Open jorgemcgomes opened 1 year ago

jorgemcgomes commented 1 year ago

If I understand correctly, all the weights of the CLIP text encoder are optimized, which naturally has some non-negligible computational cost.

Why was this chosen as opposed to just training part of the model? My intuition would be to just optimize the last ~2 layers of the CLIP encoder.

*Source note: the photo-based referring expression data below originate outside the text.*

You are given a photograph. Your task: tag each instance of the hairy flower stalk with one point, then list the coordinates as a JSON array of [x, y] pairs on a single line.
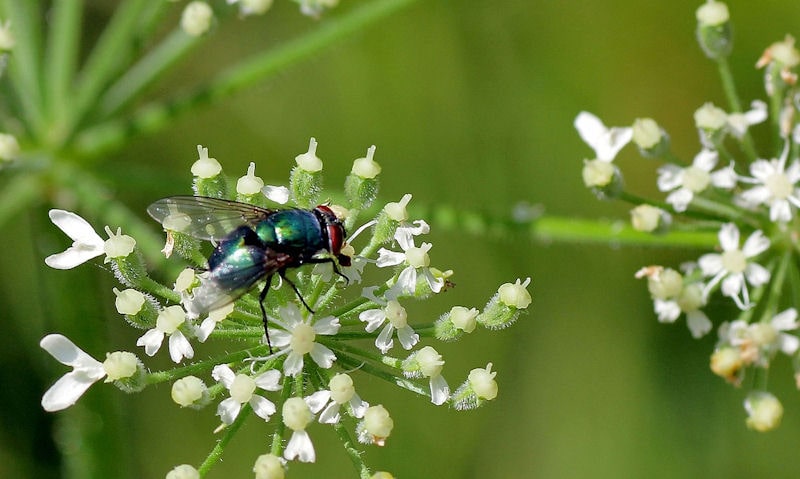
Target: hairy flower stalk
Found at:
[[748, 199], [307, 376]]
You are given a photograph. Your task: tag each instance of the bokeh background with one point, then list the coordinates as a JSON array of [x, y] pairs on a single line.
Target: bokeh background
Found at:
[[470, 105]]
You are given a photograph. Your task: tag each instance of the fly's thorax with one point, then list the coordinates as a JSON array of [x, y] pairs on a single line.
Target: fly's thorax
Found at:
[[295, 231]]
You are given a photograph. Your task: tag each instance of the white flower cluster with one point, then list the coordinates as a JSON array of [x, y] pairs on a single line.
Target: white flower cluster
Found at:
[[748, 201], [308, 356]]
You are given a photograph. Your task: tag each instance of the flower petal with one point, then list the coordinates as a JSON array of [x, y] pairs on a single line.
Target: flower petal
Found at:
[[323, 356], [67, 390], [263, 407], [65, 352], [228, 409], [300, 447]]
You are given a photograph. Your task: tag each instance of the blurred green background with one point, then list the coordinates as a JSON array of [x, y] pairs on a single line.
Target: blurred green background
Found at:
[[470, 105]]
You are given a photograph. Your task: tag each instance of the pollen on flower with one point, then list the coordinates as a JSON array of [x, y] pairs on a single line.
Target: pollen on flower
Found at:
[[710, 117], [118, 245], [129, 301], [204, 167], [764, 411], [463, 318], [170, 319], [397, 211], [646, 133], [196, 18], [249, 184], [296, 414], [269, 466], [341, 387], [120, 365], [377, 425], [366, 167], [712, 13], [515, 294], [184, 471], [188, 391], [483, 383], [309, 161]]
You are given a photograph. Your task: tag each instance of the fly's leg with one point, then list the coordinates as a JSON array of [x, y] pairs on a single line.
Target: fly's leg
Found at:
[[261, 299], [283, 277]]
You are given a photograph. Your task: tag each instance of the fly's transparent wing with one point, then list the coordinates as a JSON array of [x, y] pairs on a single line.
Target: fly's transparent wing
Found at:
[[232, 278], [205, 218]]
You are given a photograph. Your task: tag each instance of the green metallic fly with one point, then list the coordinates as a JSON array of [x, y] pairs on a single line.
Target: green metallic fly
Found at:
[[251, 243]]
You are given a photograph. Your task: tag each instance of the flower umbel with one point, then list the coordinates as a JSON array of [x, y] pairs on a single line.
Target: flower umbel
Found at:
[[319, 355], [755, 260]]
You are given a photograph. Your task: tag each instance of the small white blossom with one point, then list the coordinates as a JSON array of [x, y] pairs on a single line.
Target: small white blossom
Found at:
[[205, 167], [606, 142], [417, 261], [85, 371], [242, 388], [269, 466], [764, 411], [376, 426], [684, 183], [183, 471], [196, 18], [297, 416], [252, 7], [427, 362], [87, 244], [738, 123], [215, 316], [249, 184], [775, 186], [296, 339], [395, 317], [734, 265], [169, 320], [309, 161], [329, 401]]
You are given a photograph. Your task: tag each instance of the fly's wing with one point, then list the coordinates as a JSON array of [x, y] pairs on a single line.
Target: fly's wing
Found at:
[[233, 277], [205, 218]]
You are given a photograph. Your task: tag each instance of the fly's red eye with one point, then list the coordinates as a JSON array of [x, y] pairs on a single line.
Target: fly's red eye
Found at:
[[335, 238]]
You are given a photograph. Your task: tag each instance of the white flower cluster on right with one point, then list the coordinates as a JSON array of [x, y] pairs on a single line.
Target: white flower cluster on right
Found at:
[[749, 202]]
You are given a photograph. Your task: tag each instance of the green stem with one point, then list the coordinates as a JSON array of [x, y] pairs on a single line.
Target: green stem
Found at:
[[110, 55], [729, 87], [146, 72], [60, 62], [154, 117], [216, 454], [25, 63]]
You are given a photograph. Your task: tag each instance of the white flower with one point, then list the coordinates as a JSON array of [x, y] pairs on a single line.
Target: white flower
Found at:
[[427, 362], [395, 317], [297, 339], [252, 7], [87, 244], [297, 416], [169, 320], [417, 261], [242, 388], [606, 142], [684, 183], [738, 123], [735, 265], [208, 325], [330, 401], [85, 371], [774, 186]]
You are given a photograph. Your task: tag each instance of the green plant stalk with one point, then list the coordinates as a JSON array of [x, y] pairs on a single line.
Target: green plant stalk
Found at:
[[113, 134]]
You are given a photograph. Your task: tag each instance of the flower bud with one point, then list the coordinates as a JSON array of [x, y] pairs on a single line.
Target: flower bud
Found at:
[[714, 30]]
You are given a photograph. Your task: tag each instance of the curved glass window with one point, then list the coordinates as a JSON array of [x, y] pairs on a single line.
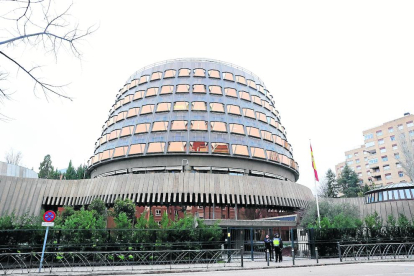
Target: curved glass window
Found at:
[[183, 88], [233, 109], [181, 106], [267, 135], [138, 95], [241, 79], [199, 88], [132, 112], [133, 84], [142, 128], [199, 147], [228, 76], [151, 92], [230, 92], [220, 148], [143, 79], [111, 121], [261, 117], [136, 149], [247, 112], [121, 116], [179, 125], [213, 74], [240, 150], [147, 109], [237, 129], [266, 105], [169, 74], [163, 107], [118, 104], [127, 99], [244, 95], [114, 134], [273, 156], [285, 160], [279, 140], [126, 131], [251, 83], [199, 106], [217, 107], [257, 100], [120, 151], [166, 89], [199, 125], [218, 126], [199, 72], [261, 89], [160, 126], [271, 122], [106, 154], [177, 147], [258, 152], [215, 90], [156, 147], [184, 72], [156, 76], [254, 132]]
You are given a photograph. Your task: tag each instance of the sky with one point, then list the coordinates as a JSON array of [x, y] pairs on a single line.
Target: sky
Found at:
[[335, 68]]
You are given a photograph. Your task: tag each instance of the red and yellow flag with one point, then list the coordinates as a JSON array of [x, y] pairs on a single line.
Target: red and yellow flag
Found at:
[[314, 166]]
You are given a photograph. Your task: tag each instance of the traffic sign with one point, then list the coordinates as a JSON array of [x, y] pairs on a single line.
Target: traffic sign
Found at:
[[49, 216]]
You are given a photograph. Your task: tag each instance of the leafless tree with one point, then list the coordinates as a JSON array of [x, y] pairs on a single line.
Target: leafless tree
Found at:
[[42, 25], [406, 160], [13, 157]]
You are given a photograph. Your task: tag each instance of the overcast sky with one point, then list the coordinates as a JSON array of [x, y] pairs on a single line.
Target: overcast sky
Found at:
[[334, 68]]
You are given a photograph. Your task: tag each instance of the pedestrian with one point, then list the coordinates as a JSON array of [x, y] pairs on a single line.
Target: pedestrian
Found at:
[[278, 245], [268, 247]]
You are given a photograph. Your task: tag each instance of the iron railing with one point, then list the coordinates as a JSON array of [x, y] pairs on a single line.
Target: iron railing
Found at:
[[376, 251], [120, 260]]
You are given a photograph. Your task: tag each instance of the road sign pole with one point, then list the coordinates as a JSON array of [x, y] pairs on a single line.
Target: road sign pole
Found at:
[[43, 250]]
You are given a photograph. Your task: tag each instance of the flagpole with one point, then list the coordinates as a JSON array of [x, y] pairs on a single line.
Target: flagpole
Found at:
[[316, 189]]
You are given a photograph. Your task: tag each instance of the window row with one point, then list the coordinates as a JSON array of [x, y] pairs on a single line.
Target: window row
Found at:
[[198, 72], [380, 196], [196, 88], [162, 126], [195, 106], [193, 147]]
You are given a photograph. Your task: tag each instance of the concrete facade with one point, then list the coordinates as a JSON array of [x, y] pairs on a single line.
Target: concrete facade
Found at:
[[20, 195]]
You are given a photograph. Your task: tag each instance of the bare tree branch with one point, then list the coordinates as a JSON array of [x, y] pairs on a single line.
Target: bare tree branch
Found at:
[[36, 24]]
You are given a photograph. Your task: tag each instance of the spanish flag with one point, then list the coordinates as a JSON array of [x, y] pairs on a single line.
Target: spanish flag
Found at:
[[314, 166]]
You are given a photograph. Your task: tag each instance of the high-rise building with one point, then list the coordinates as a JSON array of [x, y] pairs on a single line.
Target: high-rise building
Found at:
[[377, 162]]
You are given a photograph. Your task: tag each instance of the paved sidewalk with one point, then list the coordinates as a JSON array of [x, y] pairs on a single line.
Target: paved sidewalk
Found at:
[[163, 269]]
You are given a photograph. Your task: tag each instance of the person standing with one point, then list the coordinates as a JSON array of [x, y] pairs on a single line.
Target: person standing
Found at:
[[268, 247], [278, 245]]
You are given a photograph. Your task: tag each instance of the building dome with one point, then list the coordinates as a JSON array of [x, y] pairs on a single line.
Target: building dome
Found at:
[[194, 114]]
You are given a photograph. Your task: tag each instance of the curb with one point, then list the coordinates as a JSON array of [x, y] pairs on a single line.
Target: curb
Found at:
[[165, 271]]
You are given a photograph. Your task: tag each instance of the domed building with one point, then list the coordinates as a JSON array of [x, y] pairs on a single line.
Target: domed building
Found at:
[[183, 134], [196, 115]]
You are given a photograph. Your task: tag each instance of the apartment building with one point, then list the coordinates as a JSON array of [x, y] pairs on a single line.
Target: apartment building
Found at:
[[377, 162]]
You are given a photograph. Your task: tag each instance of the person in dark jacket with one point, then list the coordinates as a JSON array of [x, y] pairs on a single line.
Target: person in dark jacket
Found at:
[[268, 247], [278, 245]]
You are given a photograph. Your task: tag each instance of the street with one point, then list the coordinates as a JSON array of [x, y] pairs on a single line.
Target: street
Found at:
[[364, 269]]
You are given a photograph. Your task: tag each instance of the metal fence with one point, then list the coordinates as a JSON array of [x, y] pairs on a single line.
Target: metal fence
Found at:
[[376, 251], [121, 260]]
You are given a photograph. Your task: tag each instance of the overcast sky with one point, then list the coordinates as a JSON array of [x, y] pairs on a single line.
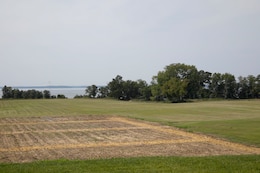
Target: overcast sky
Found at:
[[84, 42]]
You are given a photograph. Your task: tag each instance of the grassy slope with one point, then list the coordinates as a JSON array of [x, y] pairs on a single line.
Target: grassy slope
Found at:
[[250, 164], [234, 120]]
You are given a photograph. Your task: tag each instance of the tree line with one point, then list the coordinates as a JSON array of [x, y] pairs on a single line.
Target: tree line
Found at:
[[10, 93], [179, 82], [176, 83]]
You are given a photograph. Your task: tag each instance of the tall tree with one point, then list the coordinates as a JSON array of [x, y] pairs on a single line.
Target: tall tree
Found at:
[[229, 82], [7, 92], [115, 87], [92, 91], [185, 75]]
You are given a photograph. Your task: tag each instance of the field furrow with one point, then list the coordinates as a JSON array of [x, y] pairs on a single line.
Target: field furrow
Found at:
[[28, 139]]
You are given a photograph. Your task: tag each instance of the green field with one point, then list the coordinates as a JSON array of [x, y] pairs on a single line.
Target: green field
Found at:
[[236, 121]]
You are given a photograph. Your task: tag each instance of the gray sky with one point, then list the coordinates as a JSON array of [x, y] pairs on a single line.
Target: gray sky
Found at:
[[84, 42]]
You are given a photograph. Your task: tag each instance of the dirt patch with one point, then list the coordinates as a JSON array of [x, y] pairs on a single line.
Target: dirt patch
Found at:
[[89, 137]]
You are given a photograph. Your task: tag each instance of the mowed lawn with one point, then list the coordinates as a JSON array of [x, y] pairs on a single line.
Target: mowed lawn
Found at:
[[237, 121]]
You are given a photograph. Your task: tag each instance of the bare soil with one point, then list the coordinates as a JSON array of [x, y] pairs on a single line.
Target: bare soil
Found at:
[[92, 137]]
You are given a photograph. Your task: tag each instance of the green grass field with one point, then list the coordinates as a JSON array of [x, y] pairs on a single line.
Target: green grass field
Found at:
[[236, 121]]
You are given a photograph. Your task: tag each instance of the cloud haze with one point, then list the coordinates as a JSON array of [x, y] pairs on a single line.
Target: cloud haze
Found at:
[[84, 42]]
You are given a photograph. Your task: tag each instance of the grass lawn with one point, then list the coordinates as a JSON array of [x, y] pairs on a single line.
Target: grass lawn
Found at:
[[217, 164], [233, 120]]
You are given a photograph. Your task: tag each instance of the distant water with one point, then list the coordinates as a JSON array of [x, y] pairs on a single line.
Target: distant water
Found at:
[[69, 92]]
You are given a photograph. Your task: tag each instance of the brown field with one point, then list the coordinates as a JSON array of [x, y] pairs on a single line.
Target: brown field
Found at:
[[91, 137]]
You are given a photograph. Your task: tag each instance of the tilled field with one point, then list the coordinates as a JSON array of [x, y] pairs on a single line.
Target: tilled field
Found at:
[[91, 137]]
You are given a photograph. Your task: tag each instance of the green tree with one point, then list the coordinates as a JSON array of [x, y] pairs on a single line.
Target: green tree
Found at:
[[103, 92], [92, 91], [185, 75], [242, 87], [46, 94], [229, 82], [115, 87], [216, 86], [175, 89], [7, 92]]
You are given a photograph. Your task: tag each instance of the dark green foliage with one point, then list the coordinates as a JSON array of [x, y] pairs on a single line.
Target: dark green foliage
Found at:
[[92, 91]]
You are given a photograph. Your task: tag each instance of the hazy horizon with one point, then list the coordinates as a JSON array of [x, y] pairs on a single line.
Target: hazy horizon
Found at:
[[90, 42]]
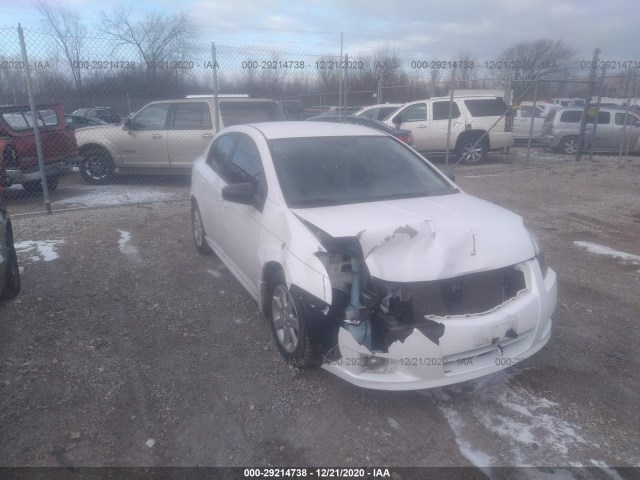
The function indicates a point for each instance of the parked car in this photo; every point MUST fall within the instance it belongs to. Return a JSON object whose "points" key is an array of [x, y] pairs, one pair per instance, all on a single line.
{"points": [[165, 137], [19, 160], [522, 114], [106, 114], [561, 129], [9, 270], [378, 112], [74, 121], [404, 135], [366, 259], [478, 125]]}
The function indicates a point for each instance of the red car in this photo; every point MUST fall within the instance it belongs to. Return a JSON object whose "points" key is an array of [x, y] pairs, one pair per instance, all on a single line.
{"points": [[18, 155]]}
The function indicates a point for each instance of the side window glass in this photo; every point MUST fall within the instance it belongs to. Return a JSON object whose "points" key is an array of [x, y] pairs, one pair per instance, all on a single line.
{"points": [[220, 153], [414, 113], [192, 116], [153, 117], [441, 110], [246, 165]]}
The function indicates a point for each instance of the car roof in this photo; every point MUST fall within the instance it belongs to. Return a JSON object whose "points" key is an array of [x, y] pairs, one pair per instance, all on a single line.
{"points": [[302, 129]]}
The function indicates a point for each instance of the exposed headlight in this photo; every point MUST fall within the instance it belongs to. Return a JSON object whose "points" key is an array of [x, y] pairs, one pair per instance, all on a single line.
{"points": [[539, 254]]}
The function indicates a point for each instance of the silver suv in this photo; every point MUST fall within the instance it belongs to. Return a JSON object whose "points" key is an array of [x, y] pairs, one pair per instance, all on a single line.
{"points": [[165, 136], [478, 125], [561, 129]]}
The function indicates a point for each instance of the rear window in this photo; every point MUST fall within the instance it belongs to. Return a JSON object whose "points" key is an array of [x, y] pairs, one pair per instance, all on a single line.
{"points": [[24, 121], [441, 110], [486, 107], [571, 116], [238, 113]]}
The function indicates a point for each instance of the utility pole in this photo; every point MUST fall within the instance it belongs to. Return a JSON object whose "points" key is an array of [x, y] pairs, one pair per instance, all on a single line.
{"points": [[587, 104]]}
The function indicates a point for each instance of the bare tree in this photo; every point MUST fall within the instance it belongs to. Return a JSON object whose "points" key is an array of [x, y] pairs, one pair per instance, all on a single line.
{"points": [[157, 39], [68, 32], [530, 60]]}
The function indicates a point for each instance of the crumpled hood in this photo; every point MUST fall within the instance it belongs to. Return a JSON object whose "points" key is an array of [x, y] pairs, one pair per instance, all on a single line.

Were there any experiments in this direction?

vicgalle commented 1 year ago

Hi @jorgemcgomes! At first, I made some tests optimising just the final projection layer of the CLIP encoder, but I was unsatisfied with the results as the resulting image only varied slightly. So then I decided to optimize the full model instead. Regarding the computational cost, I found out it was worth it, as in my case (tested with a Tesla V100), running around 10 steps of the CLIP optimisation just takes about 1 second, whereas the following part of the diffusion process is around 12 seconds (for 50 diffusion steps and 3 images). So I believe that's a reasonable tradeoff. But as you said, it may be interesting to further study some intermediate regime. For example, I should do a figure similar to Fig. 2, in which I compute the scores of the generations when fine-tuning the last layer, the last 2 layers, ..., until all the layers, and see if there is some monotony.

jorgemcgomes commented 1 year ago

Thanks for the reply @vicgalle .

I see why optimizing just the final projection could fail. After all, it's just a simple linear projection. I've also tried doing that (in a different context) and got the same conclusions: very little can be done by changing just the final CLIP projection. But in my experience, you can change quite a lot by optimizing only the last few layers of the CLIP model, plus everything that comes after them (layer norm, projection). Might need to adjust the number of optimization steps though, but each step would be a lot faster...

Regarding the computational cost, I think the most significant would be in terms of VRAM, not necessarily time. The optimizer states and gradients for a full CLIP text model are several GB of VRAM.

eeyrw commented 1 year ago

I am also curious about the VRAM consumption of optimizing CLIP text model in runtime.